Files that are meant to be included like this are called header files. Files that contain source code that isn’t meant to be included like this are called source files. Header files usually have the .h or .hpp extension whereas source files usually have the .cpp or .cc extension. C source files usually have a .c extension.

Namespaces

On line 3 of our example, we find using namespace std. This tells the compiler that, if it can’t find a name we’re using in our code, it should look for that name in a different namespace - namely the one called std.

Namespaces are an important part of the C++ programming language: they help you to structure your programs and make sure that when you use a name, the compiler understands what you mean by that name and doesn’t confuse it for something else. Let’s say, for example, that you have two types called A one of which launches satellite into orbit while the other herds sheep. If you declare an instance of A, like this:

A a

you need to know whether you’ve just created a shepherd or a rocket. In order to be able to distinguish the two and still use them in the same file, they have to be declared in different namespaces. We’ll get to doing that later. For now, it’s just important to know that this exists.

We’re using this directive in our example because cout and endl are both declared in the std namespace, as is almost anything else that belongs to the standard library.

The `main` function

The main function is where your program starts. It is a function that returns an integer value that is used by the operating system to know whether it was successful or not. By convention we return 0 if everything was OK, non-zero (usually 1) if it wasn’t.

This function is the only function in C++ that, although it returns an integer, is not required to explicitly return it. All other functions must have a return statement to indicate the value to be returned. By convention, we will always put the return statement in, but I left it out this time to have a good reason to tell you this :)

Every program written in C++ must have a main function. It always returns int but it can take arguments as well. Valid declarations of main are:

int main()
int main(int argc, char * argv[])

Implementations may allow for other signatures as well, and common signatures are:

int main(int argc, char **argv)
int main(int argc, char * argv[], char * env[])

but the standard **[basic.start.main]** only says that any implementation must accept the first two.

You may have noted the way I quoted the standard: **[basic.start.main]**. I do this like this because a new version of the standard is coming soon (hopefully) and chapter and section numbers may change, but section identifiers usually don’t. If you get a PDF version of the standard, you can search it for the tag I use - it will appear in it in exactly the same way.

Implementation

When the standard that defines C++ talks about an implementation, it means the same thing as we generally mean by a combination of the pre-processor, the compiler and the rest of the building machinery, the standard library and the services provided by the run-time library and operating system.

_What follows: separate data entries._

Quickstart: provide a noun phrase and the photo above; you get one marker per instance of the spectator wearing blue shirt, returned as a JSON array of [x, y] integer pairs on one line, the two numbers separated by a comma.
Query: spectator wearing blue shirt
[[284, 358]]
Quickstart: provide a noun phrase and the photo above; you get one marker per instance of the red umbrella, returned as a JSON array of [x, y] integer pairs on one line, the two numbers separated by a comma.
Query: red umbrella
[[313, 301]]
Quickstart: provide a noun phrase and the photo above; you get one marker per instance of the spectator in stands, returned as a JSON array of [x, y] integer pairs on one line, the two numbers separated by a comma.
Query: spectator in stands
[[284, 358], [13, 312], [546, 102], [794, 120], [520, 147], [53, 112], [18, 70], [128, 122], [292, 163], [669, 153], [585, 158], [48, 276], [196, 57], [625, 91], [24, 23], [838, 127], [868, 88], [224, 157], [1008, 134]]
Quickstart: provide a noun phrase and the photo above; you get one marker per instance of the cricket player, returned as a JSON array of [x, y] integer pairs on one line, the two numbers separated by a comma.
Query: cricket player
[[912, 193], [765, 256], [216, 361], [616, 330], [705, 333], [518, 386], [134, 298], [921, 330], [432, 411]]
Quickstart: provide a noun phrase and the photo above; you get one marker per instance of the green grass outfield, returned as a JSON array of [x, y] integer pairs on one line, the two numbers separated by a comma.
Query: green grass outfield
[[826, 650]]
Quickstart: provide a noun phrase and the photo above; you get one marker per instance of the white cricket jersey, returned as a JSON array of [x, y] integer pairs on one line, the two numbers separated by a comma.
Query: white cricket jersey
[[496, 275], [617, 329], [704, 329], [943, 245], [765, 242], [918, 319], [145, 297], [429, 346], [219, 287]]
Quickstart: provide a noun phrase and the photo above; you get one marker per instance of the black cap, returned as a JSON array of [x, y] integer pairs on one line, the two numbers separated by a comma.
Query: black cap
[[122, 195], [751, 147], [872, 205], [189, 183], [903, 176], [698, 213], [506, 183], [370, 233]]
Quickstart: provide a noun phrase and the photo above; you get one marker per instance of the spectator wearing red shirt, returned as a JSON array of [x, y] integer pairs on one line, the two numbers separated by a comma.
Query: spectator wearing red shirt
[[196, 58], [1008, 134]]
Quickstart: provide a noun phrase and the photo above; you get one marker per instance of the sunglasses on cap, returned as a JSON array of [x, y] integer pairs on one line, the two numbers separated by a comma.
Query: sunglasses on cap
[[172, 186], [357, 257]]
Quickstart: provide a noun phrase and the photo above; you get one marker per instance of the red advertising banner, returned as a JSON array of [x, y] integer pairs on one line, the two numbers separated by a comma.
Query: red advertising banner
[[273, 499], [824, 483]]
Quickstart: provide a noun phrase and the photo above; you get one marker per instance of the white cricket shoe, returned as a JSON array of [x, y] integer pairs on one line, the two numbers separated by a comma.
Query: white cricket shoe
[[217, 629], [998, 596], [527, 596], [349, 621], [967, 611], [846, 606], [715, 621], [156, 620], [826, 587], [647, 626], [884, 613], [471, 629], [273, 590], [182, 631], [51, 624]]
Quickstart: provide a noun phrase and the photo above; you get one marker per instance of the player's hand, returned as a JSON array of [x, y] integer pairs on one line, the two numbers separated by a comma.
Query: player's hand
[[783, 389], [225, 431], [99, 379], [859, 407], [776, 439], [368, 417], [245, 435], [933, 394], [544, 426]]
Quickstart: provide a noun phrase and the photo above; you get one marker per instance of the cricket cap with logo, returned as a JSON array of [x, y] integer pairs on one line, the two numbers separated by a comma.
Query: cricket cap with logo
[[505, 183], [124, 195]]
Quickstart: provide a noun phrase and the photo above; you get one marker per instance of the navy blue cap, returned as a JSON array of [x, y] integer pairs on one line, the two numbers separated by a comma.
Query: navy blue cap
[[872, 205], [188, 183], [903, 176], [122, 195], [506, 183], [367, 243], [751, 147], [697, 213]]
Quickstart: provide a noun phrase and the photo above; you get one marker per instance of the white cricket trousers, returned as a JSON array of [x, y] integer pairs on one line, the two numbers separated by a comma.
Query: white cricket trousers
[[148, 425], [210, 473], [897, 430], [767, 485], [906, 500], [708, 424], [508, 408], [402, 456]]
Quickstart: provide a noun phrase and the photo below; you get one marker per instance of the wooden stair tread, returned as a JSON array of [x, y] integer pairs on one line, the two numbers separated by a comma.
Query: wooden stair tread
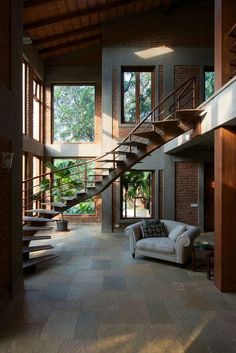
[[54, 204], [133, 144], [36, 260], [232, 31], [35, 237], [233, 61], [68, 198], [43, 211], [37, 219], [27, 249], [169, 126], [189, 112], [232, 49], [27, 228]]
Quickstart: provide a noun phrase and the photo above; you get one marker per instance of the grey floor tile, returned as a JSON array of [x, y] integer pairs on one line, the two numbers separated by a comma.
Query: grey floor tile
[[114, 283]]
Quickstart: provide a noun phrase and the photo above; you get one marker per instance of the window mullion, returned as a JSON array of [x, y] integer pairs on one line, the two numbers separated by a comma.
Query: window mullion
[[137, 96]]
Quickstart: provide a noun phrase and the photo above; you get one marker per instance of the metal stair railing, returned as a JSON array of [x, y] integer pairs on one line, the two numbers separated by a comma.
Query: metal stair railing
[[182, 96]]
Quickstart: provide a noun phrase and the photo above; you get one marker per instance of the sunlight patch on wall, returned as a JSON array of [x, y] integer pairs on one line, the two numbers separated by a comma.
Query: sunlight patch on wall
[[153, 52]]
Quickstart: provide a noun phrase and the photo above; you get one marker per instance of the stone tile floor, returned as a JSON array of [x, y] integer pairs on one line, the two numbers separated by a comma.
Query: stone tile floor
[[95, 298]]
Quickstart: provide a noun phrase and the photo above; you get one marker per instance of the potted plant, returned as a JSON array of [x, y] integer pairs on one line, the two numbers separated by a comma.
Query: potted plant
[[63, 184]]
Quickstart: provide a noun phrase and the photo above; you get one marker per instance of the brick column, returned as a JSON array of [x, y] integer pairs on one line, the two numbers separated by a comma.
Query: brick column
[[225, 209]]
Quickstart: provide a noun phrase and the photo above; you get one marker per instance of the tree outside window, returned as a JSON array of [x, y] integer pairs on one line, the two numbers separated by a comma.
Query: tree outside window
[[209, 81], [137, 94], [79, 173], [137, 194], [73, 112]]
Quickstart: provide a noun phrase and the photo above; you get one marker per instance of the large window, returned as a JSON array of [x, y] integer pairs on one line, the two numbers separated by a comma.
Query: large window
[[137, 194], [137, 93], [73, 112], [209, 81], [77, 174], [37, 108]]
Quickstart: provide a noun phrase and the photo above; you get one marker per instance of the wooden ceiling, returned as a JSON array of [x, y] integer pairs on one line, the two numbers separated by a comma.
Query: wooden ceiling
[[58, 27]]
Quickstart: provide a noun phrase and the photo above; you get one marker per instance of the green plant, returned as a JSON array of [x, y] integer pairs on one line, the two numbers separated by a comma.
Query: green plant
[[64, 182]]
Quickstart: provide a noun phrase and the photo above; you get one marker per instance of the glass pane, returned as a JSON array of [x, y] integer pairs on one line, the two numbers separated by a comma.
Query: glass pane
[[145, 94], [137, 194], [36, 120], [23, 98], [73, 182], [74, 110], [129, 97], [209, 83]]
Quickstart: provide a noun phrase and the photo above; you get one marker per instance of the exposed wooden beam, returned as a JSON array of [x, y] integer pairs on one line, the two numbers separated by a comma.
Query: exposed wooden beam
[[70, 44], [67, 34], [77, 14], [32, 3]]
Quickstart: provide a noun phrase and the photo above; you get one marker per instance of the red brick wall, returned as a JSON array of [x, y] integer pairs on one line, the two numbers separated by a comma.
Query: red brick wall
[[182, 74], [161, 194], [5, 211], [5, 43], [192, 27], [186, 192]]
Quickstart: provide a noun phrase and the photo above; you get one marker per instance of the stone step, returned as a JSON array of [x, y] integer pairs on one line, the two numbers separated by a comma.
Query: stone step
[[27, 228], [37, 219], [28, 249], [37, 260], [54, 204], [35, 237], [43, 211]]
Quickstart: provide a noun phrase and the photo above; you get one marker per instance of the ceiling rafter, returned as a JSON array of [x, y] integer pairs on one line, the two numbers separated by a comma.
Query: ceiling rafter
[[32, 3], [77, 14], [70, 44], [68, 34]]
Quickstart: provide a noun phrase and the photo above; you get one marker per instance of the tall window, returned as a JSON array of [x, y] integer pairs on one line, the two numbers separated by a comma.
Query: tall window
[[37, 109], [73, 111], [24, 85], [137, 93], [209, 81], [75, 175], [137, 194]]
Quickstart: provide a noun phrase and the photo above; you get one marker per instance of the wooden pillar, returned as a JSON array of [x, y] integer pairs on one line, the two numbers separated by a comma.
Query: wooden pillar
[[225, 209], [224, 20]]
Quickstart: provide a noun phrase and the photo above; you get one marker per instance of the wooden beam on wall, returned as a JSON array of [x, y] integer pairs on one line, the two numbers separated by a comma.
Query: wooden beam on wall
[[68, 34], [70, 44], [225, 200], [77, 14]]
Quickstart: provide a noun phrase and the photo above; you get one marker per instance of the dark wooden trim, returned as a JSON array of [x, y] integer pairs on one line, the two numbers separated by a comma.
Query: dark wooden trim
[[33, 3], [70, 44], [67, 34], [77, 14]]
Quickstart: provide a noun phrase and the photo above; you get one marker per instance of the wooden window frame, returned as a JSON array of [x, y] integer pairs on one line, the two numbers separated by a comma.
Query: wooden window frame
[[152, 196], [137, 70]]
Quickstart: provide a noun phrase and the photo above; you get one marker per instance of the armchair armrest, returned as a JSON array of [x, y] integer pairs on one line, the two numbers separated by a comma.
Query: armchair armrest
[[134, 233], [184, 244]]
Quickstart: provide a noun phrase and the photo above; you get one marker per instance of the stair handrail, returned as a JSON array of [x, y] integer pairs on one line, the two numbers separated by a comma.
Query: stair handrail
[[184, 85]]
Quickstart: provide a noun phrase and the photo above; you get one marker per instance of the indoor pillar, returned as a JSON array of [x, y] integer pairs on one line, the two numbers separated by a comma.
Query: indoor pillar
[[225, 209]]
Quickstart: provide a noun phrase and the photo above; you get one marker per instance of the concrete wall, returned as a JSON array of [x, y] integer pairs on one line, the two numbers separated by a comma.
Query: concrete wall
[[127, 56], [10, 128]]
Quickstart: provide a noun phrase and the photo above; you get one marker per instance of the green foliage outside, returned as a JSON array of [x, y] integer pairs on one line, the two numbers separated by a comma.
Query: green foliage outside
[[133, 92], [136, 185], [74, 110], [209, 83], [83, 208]]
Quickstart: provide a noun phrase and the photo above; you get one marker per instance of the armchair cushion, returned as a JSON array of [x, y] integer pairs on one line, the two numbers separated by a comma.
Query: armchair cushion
[[176, 232], [153, 228], [161, 244]]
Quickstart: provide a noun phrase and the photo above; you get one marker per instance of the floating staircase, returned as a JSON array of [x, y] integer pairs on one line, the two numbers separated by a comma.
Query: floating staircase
[[174, 115]]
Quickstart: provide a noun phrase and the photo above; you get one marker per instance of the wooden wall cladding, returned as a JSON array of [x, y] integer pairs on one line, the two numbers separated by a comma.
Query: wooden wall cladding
[[5, 43], [5, 232]]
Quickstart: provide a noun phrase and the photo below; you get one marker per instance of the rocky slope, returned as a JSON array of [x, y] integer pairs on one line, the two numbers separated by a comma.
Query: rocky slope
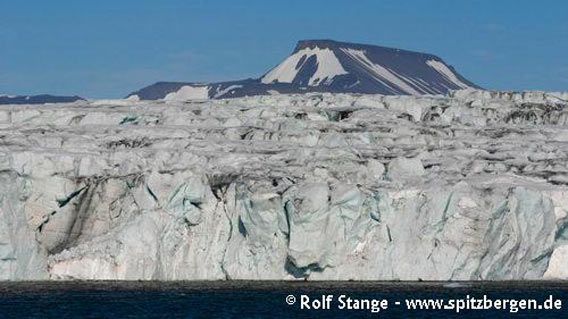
[[318, 186], [330, 66]]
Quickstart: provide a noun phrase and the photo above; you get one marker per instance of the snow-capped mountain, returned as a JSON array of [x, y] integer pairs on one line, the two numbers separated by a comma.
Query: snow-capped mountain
[[37, 99], [330, 66]]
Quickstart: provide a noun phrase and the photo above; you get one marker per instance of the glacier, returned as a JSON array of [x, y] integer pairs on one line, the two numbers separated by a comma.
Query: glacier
[[318, 186]]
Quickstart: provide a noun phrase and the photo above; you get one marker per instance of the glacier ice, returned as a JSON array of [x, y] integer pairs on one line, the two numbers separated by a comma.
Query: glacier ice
[[468, 186]]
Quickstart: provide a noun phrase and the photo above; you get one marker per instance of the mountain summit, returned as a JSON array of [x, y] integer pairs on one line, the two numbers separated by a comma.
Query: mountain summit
[[331, 66]]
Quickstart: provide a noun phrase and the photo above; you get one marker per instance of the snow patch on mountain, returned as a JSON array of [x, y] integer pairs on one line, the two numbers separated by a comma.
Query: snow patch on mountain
[[382, 74], [445, 71], [327, 67]]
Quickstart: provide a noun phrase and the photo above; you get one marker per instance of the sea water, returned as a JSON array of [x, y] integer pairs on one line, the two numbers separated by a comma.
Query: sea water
[[245, 299]]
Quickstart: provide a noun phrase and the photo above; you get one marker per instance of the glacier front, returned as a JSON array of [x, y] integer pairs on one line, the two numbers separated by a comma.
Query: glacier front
[[470, 186]]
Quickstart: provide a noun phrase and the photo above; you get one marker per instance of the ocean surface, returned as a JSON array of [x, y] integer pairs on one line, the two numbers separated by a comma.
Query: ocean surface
[[244, 299]]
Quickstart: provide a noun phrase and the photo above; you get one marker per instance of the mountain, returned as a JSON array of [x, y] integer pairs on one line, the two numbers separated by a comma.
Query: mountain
[[330, 66], [37, 99]]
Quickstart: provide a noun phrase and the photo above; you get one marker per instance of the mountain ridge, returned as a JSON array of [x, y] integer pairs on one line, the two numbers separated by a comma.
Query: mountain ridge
[[330, 66]]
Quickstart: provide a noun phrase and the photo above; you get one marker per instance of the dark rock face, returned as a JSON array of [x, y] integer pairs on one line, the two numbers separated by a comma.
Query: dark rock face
[[335, 67], [38, 99]]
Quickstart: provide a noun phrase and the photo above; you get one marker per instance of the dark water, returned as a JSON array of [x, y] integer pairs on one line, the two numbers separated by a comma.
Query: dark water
[[266, 299]]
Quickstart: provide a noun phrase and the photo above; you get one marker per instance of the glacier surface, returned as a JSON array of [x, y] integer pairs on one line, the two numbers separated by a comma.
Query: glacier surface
[[470, 186]]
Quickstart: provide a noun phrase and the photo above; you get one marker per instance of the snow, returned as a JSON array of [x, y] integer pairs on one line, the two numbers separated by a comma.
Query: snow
[[328, 66], [220, 93], [382, 74], [188, 92], [318, 186], [447, 73]]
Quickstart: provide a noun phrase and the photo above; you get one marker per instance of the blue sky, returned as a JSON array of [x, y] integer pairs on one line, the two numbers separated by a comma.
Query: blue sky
[[106, 49]]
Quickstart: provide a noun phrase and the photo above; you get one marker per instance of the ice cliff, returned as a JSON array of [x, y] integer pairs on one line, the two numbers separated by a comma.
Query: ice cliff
[[319, 186]]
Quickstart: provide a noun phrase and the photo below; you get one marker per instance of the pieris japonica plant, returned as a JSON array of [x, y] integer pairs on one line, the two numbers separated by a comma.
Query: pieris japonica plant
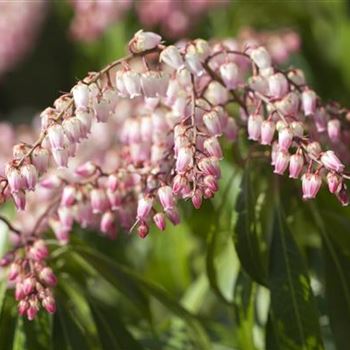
[[129, 143]]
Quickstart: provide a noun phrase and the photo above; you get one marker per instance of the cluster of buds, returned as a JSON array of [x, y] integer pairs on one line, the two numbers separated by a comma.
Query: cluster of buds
[[129, 142], [32, 278]]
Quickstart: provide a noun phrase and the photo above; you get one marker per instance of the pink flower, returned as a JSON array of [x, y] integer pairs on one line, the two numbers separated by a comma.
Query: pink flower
[[331, 161], [278, 85], [285, 138], [166, 197], [296, 164], [144, 207], [143, 41], [81, 95], [254, 126], [309, 102], [159, 221], [267, 131], [281, 162], [311, 184]]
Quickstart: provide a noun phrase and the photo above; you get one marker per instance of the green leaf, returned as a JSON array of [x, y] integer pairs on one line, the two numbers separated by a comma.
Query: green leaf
[[112, 332], [337, 275], [113, 271], [293, 307], [249, 242], [244, 296], [8, 320]]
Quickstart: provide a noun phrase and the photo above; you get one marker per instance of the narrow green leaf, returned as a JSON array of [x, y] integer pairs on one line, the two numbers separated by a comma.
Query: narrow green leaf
[[293, 307], [337, 275], [249, 242], [113, 334], [112, 271], [67, 334], [244, 296], [8, 319]]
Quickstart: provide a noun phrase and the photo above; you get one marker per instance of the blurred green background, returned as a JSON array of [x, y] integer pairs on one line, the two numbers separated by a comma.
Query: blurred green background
[[196, 262]]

`cout << "Hello, world!" << endl;`

On line 7 of our example, we do the actual work of this program: we output a text. We do this by using an overloaded operator<< and an output stream.

overloading

C++ allow you to define more than one version of almost any function, based on the types of its arguments. It allows this for member functions (functions that are part of a class, also called methods) as well as non-member functions (functions that are not part of a class) and operators. An operator is a special kind of function that is called by using one of the math symbols (such as less-than <, greater-than >, plus +, minus -, etc.) or one of the words reserved for that purpose (such as new and delete). In this case we used operator <<

Overloading is an important feature of C++, as is operator overloading. It allows you to write code that is much more readable than it might be if this were not possible (such as in C).

Conclusion

So, we now have our very first program in C++ and we’ve seen that it actually exercises a lot of features from C++ - and we’ve only touched the tip of the iceberg.

Try having some fun with this: make it say something different, or make it say something more than once. We’ll look into loops next.